Methods: This single-center, prospective observational study included patients with cardiogenic shock, requiring vasoactive drugs and mechanical circulatory support after cardiac surgery, undergoing EN. The primary endpoint was EN tolerance and secondary endpoints were mortality, length of mechanical ventilation, and length of ICU stay.

Results: From February 2019 to December 2020, 59 patients were enrolled, of which 25 (42.37%) developed intolerance within 3 days of starting EN. Patients in the EN intolerant group had a longer median length of mechanical ventilation (380 vs. 128 h, p = 0.006), a longer median ICU stay (20 vs. 11.5 days, p = 0.03), and a higher proportion of bloodstream infections (44 vs. 14.71%, p = 0.018). The median EN calorie levels for all patients in the first 3 days of EN were 4.00, 4.13, and 4.28 kcal/kg/day, respectively. Median protein intake levels of EN in the first 3 days were 0.18, 0.17, and 0.17 g/kg/day, respectively. No significant difference was observed in the median dose of vasoactive drugs between the groups (0.035 vs. 0.05 μg/kg/min, p = 0.306).

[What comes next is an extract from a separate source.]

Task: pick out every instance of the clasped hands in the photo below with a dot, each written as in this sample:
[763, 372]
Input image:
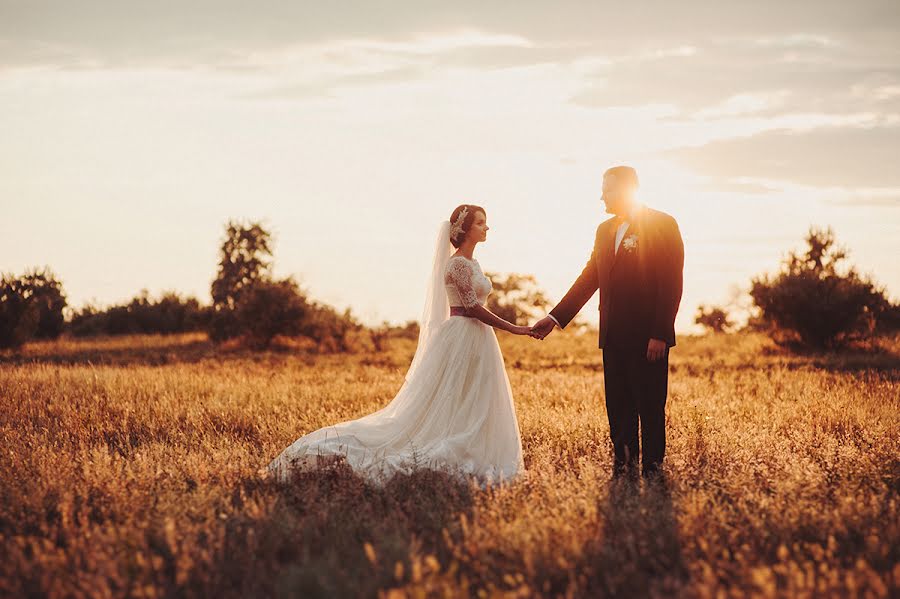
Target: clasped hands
[656, 348]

Conclusions: Patients with cardiogenic shock after cardiac surgery had a high proportion of early EN intolerance, and patients with EN intolerance had a worse prognosis, but no significant correlation was identified between EN tolerance and the dose of vasoactive drugs.

Introduction

According to the guidelines from the Society of Critical Care Medicine (SCCM) and the American Society for Parenteral and Enteral Nutrition (ASPEN), enteral nutrition (EN) is recommended for patients admitted to an intensive care unit (ICU) once hemodynamics are stable (1). Similarly, the European Society for Parenteral and Enteral Nutrition (ESPEN) guidelines also recommend that if oral intake is not possible, early EN (within 48 h) in critically ill adult patients should be performed/initiated rather than delaying it (2). Early EN nourishes the intestinal mucosa, maintains intestinal integrity, maintains intestinal microbial diversity, and improves immunity and metabolic function (3). Therefore, when compared with delayed EN, early EN reduces infectious complications (4–20).

Although early EN is recommended for most critically ill patients, the European Society of Intensive Care Medicine (ESICM) guidelines advocate seven scenarios that require delayed EN, including uncontrolled shock and failure to achieve hemodynamic and tissue perfusion targets (14). Some studies have demonstrated that vasoactive drugs aggravate visceral vasoconstriction and intestinal metabolic disorders caused by shock, and this may lead to intestinal ischemia (21). Similarly, early EN was speculated to cause abdominal distension, diarrhea, vomiting, aspiration, and possibly death (22–25). However, a recent study reported that intestinal ischemia is rare in patients receiving vasoactive drugs during EN; the incidence is 0.3–3.8% (21). However, while previous studies have focused on septic shock patients, data on EN safety in patients with cardiogenic shock are limited, and critically, conclusions are inconsistent (26–31). Furthermore, a consensus has not been reached on safe vasoactive drug doses during early EN.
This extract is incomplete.